Apomorphine is an approved drug in the US, Europe and several other countries as a subcutaneous injection or infusion for Parkinson's patients experiencing daily "OFF" or motor fluctuation episodes.
APL-130277 is potentially the only oral formulation of Apomorphine, and as such will provide patients with a convenient and more tolerable alternative to multiple daily injections.
The grant was awarded under the Foundation's The Edmond J. Safra Core Programs for Parkinson's Research, Clinical Intervention Award, aimed at supporting human clinical trials testing promising Parkinson's therapies that may significantly and fundamentally improve treatment for people with Parkinson's.
"Improved methods of delivery for apomorphine, which has been shown to effectively treat 'off-episodes' in motor fluctuation, have been a goal of pharmaceutical research for at least a decade," says Maurizio Facheris, MD, MSc, Associate Director of Research Programs at MJFF.

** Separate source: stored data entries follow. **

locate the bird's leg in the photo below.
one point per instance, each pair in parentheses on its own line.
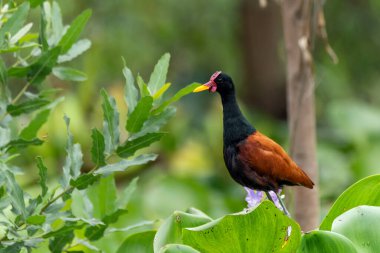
(269,196)
(282,204)
(279,200)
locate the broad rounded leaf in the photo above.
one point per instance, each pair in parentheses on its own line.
(363,192)
(263,229)
(361,225)
(69,74)
(326,242)
(177,248)
(138,243)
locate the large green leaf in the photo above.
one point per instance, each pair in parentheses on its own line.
(326,242)
(83,181)
(363,192)
(182,92)
(15,22)
(361,225)
(43,175)
(38,71)
(124,164)
(143,87)
(110,122)
(177,248)
(16,195)
(27,106)
(74,157)
(124,198)
(138,243)
(131,146)
(98,148)
(103,197)
(69,74)
(158,76)
(72,34)
(21,143)
(264,229)
(76,49)
(155,122)
(3,80)
(130,91)
(139,115)
(171,230)
(30,131)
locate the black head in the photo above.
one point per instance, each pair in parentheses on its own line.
(224,84)
(219,82)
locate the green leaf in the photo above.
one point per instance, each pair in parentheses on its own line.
(98,148)
(18,71)
(26,107)
(16,195)
(20,143)
(103,197)
(30,131)
(182,92)
(83,181)
(363,192)
(3,79)
(264,229)
(138,243)
(15,22)
(69,74)
(124,198)
(130,147)
(161,91)
(35,3)
(36,219)
(139,115)
(177,248)
(326,242)
(57,27)
(76,49)
(158,76)
(360,225)
(5,136)
(171,230)
(43,66)
(155,122)
(74,31)
(110,123)
(96,232)
(124,164)
(144,91)
(74,161)
(57,243)
(43,175)
(130,91)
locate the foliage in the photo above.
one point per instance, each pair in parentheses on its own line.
(78,211)
(266,229)
(82,210)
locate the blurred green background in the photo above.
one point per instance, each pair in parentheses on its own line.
(245,41)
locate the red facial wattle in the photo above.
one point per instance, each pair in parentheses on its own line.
(210,85)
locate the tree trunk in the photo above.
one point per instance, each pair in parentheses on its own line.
(301,109)
(264,76)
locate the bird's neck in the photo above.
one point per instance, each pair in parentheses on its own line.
(235,126)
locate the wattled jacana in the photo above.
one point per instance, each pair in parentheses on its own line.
(252,159)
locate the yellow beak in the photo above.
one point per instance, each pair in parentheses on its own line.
(201,88)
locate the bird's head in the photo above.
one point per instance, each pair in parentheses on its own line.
(219,82)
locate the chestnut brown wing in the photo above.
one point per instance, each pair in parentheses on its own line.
(269,159)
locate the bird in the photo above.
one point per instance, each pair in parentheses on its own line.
(253,160)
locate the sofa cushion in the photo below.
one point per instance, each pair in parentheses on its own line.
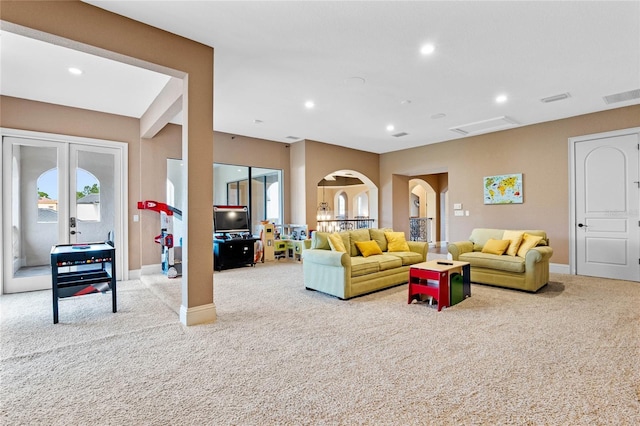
(407,257)
(528,241)
(396,241)
(364,265)
(493,261)
(320,240)
(492,246)
(480,236)
(515,238)
(368,248)
(377,235)
(386,262)
(336,243)
(357,235)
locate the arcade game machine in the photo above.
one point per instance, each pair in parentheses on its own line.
(171,254)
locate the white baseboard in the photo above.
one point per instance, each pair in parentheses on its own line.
(559,268)
(151,269)
(202,314)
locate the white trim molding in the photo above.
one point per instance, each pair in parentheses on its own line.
(559,268)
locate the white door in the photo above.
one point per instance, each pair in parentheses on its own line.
(55,192)
(606,207)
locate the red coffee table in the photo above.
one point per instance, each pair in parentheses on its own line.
(432,279)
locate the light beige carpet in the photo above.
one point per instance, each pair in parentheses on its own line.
(279,354)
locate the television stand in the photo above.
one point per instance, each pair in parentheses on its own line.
(233,252)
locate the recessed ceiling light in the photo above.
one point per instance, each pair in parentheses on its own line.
(354,81)
(427,49)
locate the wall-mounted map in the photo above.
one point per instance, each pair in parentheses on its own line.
(503,189)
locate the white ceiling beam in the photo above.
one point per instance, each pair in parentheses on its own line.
(165,106)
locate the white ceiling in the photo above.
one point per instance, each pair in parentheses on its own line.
(360,62)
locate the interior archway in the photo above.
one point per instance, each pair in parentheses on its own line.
(360,194)
(423,211)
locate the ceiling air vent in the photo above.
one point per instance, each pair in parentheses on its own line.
(555,98)
(490,125)
(622,97)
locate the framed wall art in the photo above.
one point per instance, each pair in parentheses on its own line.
(503,189)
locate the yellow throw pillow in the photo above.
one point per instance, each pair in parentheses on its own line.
(515,238)
(336,243)
(368,248)
(495,246)
(528,241)
(396,241)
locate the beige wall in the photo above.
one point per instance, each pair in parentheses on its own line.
(539,152)
(153,183)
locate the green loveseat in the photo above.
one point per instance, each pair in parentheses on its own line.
(346,275)
(527,270)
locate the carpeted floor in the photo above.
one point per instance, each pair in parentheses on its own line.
(279,354)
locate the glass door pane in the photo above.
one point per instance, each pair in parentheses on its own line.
(34,190)
(93,205)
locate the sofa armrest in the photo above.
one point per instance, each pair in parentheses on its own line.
(459,247)
(420,247)
(326,257)
(538,254)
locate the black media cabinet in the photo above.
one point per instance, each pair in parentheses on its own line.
(232,253)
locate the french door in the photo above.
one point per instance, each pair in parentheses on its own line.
(56,192)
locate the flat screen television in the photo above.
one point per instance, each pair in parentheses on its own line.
(231,219)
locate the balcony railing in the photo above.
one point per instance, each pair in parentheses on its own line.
(420,229)
(336,225)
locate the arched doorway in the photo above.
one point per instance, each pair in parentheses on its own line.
(346,199)
(423,211)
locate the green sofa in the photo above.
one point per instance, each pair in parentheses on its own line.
(346,275)
(528,270)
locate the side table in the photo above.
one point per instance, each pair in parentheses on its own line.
(436,278)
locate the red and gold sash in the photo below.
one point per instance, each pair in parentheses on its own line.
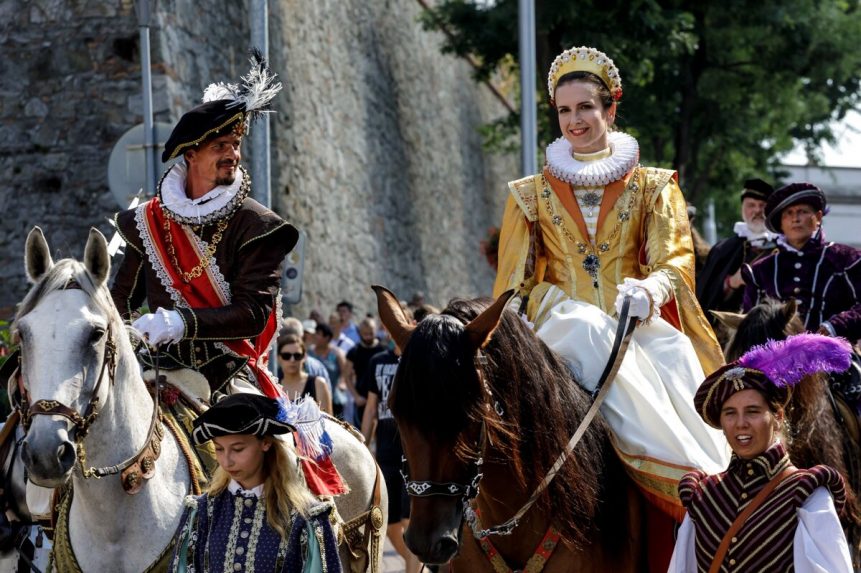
(203,291)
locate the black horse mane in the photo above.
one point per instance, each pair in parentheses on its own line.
(770,320)
(438,391)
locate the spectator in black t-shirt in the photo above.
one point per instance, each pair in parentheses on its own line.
(358,358)
(380,375)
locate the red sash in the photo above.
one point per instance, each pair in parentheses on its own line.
(204,292)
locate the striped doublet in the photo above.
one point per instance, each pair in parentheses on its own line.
(765,541)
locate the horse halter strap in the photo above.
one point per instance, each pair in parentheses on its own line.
(467,492)
(56,408)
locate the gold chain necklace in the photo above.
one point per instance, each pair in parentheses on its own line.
(592,262)
(208,253)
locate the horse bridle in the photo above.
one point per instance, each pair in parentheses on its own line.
(134,469)
(468,492)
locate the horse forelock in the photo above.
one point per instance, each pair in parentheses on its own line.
(540,404)
(64,273)
(436,386)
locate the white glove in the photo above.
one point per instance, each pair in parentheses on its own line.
(161,326)
(641,303)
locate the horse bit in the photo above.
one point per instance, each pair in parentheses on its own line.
(470,491)
(135,469)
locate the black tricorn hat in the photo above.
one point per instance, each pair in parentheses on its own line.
(790,195)
(208,120)
(226,108)
(756,189)
(251,414)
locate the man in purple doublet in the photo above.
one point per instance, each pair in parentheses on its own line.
(823,277)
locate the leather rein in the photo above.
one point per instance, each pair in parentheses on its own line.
(468,492)
(135,469)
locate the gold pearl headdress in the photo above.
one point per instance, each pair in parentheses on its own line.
(585,59)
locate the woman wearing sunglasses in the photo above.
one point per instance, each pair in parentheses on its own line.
(295,381)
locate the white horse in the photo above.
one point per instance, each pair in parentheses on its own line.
(87,406)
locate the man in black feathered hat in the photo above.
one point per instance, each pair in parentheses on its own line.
(824,277)
(719,283)
(204,256)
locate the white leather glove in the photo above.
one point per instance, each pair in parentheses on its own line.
(161,326)
(641,303)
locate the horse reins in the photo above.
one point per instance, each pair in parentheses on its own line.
(470,491)
(141,464)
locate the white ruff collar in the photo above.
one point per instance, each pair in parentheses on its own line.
(742,230)
(174,199)
(234,488)
(624,157)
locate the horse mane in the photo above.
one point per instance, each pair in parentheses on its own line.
(814,436)
(766,321)
(64,272)
(438,391)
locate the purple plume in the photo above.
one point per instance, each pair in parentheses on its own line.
(786,362)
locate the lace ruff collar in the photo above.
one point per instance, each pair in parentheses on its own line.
(220,202)
(624,157)
(236,489)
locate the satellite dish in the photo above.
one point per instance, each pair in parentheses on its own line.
(127,164)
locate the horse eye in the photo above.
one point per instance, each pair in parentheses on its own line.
(97,334)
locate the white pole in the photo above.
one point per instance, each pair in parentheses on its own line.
(151,161)
(528,111)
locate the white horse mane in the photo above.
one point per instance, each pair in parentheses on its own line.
(61,274)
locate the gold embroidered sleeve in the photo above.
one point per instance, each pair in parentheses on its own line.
(669,246)
(513,248)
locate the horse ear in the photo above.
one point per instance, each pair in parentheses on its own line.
(480,329)
(392,316)
(37,255)
(96,257)
(731,320)
(790,309)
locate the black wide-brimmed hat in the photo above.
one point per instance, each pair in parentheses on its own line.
(241,414)
(790,195)
(226,108)
(756,189)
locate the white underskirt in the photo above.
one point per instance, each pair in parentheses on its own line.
(650,405)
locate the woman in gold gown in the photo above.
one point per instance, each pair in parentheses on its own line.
(593,226)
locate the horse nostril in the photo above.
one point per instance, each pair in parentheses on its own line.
(446,547)
(66,455)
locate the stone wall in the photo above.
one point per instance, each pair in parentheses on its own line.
(375,149)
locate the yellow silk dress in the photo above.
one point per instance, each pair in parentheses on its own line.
(546,253)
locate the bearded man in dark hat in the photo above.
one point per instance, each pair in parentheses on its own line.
(823,277)
(719,283)
(204,255)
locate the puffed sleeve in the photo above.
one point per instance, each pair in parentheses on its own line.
(184,550)
(669,246)
(820,544)
(669,259)
(513,248)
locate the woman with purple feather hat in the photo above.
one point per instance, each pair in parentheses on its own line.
(762,513)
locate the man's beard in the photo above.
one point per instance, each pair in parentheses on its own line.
(756,225)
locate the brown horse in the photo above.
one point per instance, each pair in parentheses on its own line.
(816,435)
(484,408)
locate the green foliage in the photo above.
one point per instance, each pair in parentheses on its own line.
(6,347)
(717,89)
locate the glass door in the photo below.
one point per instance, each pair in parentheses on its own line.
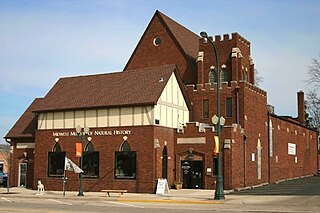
(22,175)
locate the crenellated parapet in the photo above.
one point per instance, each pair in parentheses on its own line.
(226,37)
(210,87)
(252,88)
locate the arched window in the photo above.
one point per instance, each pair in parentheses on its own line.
(212,76)
(56,160)
(125,147)
(90,164)
(165,163)
(125,162)
(56,148)
(225,75)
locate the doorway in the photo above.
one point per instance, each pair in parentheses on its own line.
(22,175)
(192,173)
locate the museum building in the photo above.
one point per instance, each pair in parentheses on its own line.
(154,120)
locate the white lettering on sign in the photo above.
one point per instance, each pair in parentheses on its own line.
(292,149)
(96,133)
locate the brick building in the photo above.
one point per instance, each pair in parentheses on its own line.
(153,120)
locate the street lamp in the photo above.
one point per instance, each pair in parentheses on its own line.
(81,135)
(219,194)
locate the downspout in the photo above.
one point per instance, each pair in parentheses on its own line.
(244,159)
(10,159)
(269,173)
(237,105)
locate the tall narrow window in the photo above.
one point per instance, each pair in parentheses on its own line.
(212,77)
(270,139)
(125,162)
(165,163)
(90,164)
(229,107)
(205,108)
(56,161)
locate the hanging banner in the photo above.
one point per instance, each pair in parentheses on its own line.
(78,149)
(162,187)
(216,145)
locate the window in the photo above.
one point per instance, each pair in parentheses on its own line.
(205,108)
(125,162)
(229,107)
(225,77)
(90,164)
(212,77)
(157,41)
(56,162)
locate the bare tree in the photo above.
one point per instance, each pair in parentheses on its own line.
(313,94)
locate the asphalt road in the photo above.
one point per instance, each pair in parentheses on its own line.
(301,195)
(304,186)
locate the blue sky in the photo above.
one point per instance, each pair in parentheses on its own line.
(43,40)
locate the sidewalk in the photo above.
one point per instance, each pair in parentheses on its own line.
(174,196)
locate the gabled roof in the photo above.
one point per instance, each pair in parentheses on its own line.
(27,124)
(188,40)
(141,87)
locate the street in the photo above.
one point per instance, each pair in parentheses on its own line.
(301,195)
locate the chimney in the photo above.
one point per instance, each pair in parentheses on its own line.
(301,116)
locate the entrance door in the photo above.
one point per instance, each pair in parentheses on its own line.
(192,172)
(22,175)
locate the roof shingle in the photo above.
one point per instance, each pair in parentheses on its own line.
(27,124)
(107,90)
(188,40)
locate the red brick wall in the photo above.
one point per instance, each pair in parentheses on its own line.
(283,165)
(141,140)
(224,49)
(202,151)
(253,119)
(147,54)
(16,158)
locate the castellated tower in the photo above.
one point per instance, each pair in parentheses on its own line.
(234,59)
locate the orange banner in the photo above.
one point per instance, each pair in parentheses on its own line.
(216,145)
(78,149)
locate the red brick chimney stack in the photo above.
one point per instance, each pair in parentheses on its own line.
(301,115)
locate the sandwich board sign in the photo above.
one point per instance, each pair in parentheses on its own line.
(162,187)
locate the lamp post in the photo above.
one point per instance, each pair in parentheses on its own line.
(219,194)
(81,135)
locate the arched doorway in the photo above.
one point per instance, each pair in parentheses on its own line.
(191,169)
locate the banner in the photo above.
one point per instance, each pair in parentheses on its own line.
(216,145)
(78,149)
(71,166)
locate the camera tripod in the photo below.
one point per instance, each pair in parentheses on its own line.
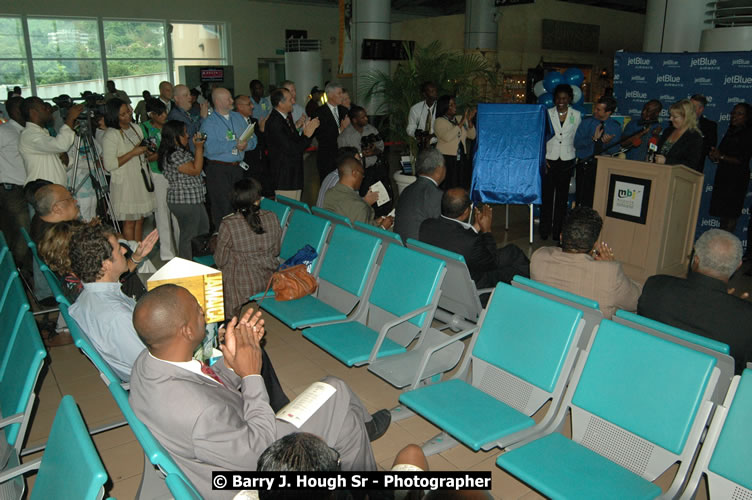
(95,173)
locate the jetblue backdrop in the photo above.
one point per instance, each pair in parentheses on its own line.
(725,78)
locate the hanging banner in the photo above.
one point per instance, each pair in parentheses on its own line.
(510,153)
(724,78)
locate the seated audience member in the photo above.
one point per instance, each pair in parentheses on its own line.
(332,178)
(225,421)
(487,264)
(247,246)
(701,303)
(421,200)
(585,266)
(344,199)
(102,310)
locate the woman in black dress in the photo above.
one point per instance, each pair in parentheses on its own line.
(732,174)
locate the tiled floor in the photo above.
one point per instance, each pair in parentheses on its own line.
(298,363)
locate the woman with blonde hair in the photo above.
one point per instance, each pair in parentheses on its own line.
(681,142)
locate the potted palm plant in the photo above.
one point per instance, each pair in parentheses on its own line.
(468,76)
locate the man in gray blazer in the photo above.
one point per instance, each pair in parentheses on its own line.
(421,200)
(198,413)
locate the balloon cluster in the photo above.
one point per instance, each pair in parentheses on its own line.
(544,89)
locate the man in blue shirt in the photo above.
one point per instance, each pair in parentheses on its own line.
(596,135)
(224,151)
(642,130)
(180,111)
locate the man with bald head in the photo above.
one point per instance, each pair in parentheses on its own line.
(701,303)
(165,94)
(219,418)
(487,264)
(224,151)
(180,111)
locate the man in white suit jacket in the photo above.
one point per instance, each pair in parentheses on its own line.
(560,159)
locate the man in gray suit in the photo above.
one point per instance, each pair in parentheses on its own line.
(198,413)
(421,200)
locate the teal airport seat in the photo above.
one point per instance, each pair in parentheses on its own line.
(398,309)
(305,229)
(346,274)
(332,217)
(281,211)
(13,307)
(591,312)
(84,344)
(387,237)
(459,297)
(294,204)
(718,350)
(180,489)
(726,454)
(639,404)
(70,466)
(158,463)
(520,358)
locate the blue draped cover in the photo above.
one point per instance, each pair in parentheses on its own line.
(510,153)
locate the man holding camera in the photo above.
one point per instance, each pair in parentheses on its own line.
(43,154)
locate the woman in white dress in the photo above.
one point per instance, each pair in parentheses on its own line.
(125,158)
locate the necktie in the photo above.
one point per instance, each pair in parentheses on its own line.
(291,122)
(598,149)
(207,370)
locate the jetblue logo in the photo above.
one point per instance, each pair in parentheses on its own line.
(702,61)
(667,79)
(638,61)
(737,80)
(636,94)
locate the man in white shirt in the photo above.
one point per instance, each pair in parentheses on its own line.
(13,177)
(40,151)
(165,94)
(420,121)
(102,310)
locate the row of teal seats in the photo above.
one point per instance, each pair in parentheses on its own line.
(70,466)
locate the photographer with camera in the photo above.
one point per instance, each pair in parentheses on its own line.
(366,139)
(42,153)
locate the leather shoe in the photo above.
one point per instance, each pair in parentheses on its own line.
(379,424)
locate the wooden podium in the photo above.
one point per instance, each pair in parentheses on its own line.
(649,214)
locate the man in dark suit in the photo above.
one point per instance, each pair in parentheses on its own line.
(487,264)
(709,128)
(701,303)
(421,200)
(286,146)
(334,119)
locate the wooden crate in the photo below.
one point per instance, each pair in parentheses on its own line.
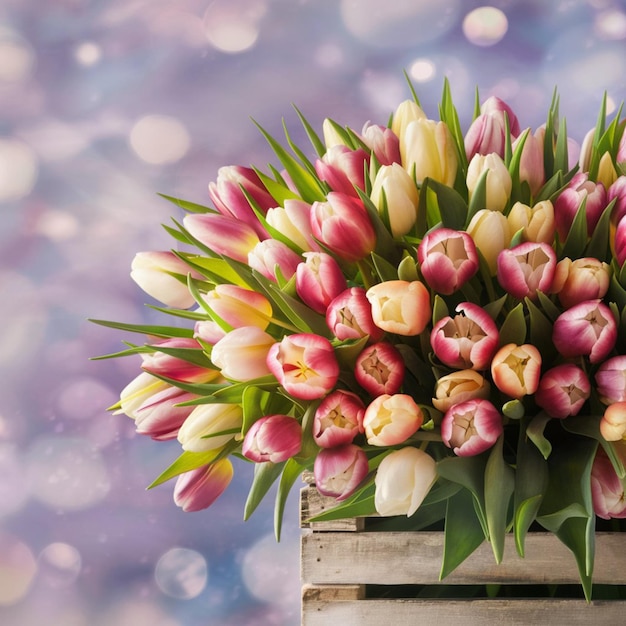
(342,561)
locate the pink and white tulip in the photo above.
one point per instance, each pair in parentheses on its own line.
(305,365)
(471,427)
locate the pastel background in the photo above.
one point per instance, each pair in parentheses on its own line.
(105,103)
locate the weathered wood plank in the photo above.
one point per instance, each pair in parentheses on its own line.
(513,612)
(396,558)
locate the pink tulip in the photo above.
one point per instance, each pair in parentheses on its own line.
(338,419)
(223,234)
(569,200)
(613,422)
(458,387)
(383,143)
(242,353)
(160,416)
(400,306)
(305,365)
(581,279)
(586,329)
(343,169)
(391,419)
(403,479)
(199,488)
(611,380)
(607,490)
(338,471)
(270,256)
(526,269)
(229,199)
(273,438)
(447,259)
(349,316)
(563,390)
(515,370)
(466,341)
(471,427)
(156,273)
(176,368)
(343,226)
(380,369)
(319,280)
(238,306)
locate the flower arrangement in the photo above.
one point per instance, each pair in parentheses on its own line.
(432,321)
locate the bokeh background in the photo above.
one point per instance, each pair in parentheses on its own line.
(104,103)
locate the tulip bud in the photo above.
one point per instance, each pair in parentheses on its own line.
(305,365)
(607,490)
(498,184)
(611,380)
(229,199)
(343,169)
(223,234)
(567,203)
(242,353)
(383,143)
(447,259)
(563,390)
(400,306)
(586,329)
(515,370)
(238,306)
(380,369)
(349,316)
(163,364)
(199,488)
(338,419)
(429,151)
(391,419)
(580,280)
(458,387)
(537,223)
(270,256)
(491,234)
(613,422)
(338,471)
(466,341)
(210,426)
(156,273)
(319,280)
(293,220)
(343,226)
(526,269)
(471,427)
(273,438)
(403,479)
(395,191)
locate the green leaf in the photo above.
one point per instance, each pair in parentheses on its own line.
(499,486)
(463,532)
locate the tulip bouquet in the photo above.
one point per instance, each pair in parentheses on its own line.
(432,321)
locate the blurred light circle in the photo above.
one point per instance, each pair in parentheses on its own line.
(17,58)
(17,569)
(181,573)
(18,169)
(87,53)
(233,25)
(485,26)
(67,474)
(422,70)
(59,564)
(159,139)
(402,23)
(267,570)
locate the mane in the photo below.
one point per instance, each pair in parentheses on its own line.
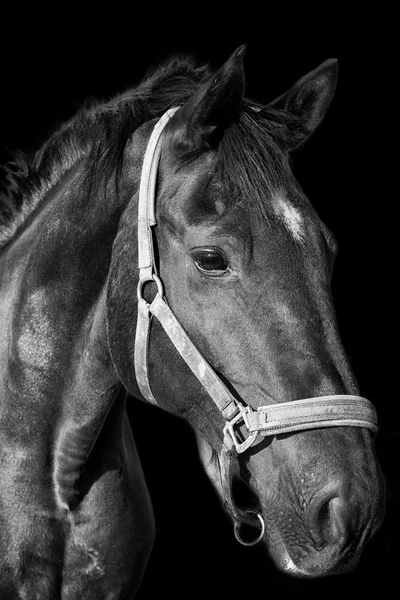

Facheris continued, "Preliminary data around Cynapsus' novel formulation (APL-130277) show promise for a more frequent and effective use of this dopaminergic drug. We are hopeful that these clinical studies will support this promise, and drive APL-130277 further along the pipeline of therapeutic development."
"We are grateful to The Michael J. Fox Foundation, as well as their internal and external reviewers, for having judged our APL-130277 project to be worthy of support," said Mr. Anthony Giovinazzo, President and Chief Executive Officer of Cynapsus.
Mr. Giovinazzo "We are optimistic that APL-130277 has the potential to help many of the existing Parkinson's patients manage their daily quality of life, the use of caregivers and the use of their Levodopa treatments."
Dr. Albert Agro, the Principal Investigator for the study and the Chief Medical Officer of Cynapsus added: "The Foundation's support with this pre-bioequivalence clinical study will be instrumental in helping us complete the requirements recommended by the US FDA in our Pre-IND meeting. We have confidence that our sublingual film strip will succeed in achieving a pharmacokinetic profile that will satisfy requirements of the US FDA's 505(b)2 approval process and lead to a timely NDA submission sometime in 2014."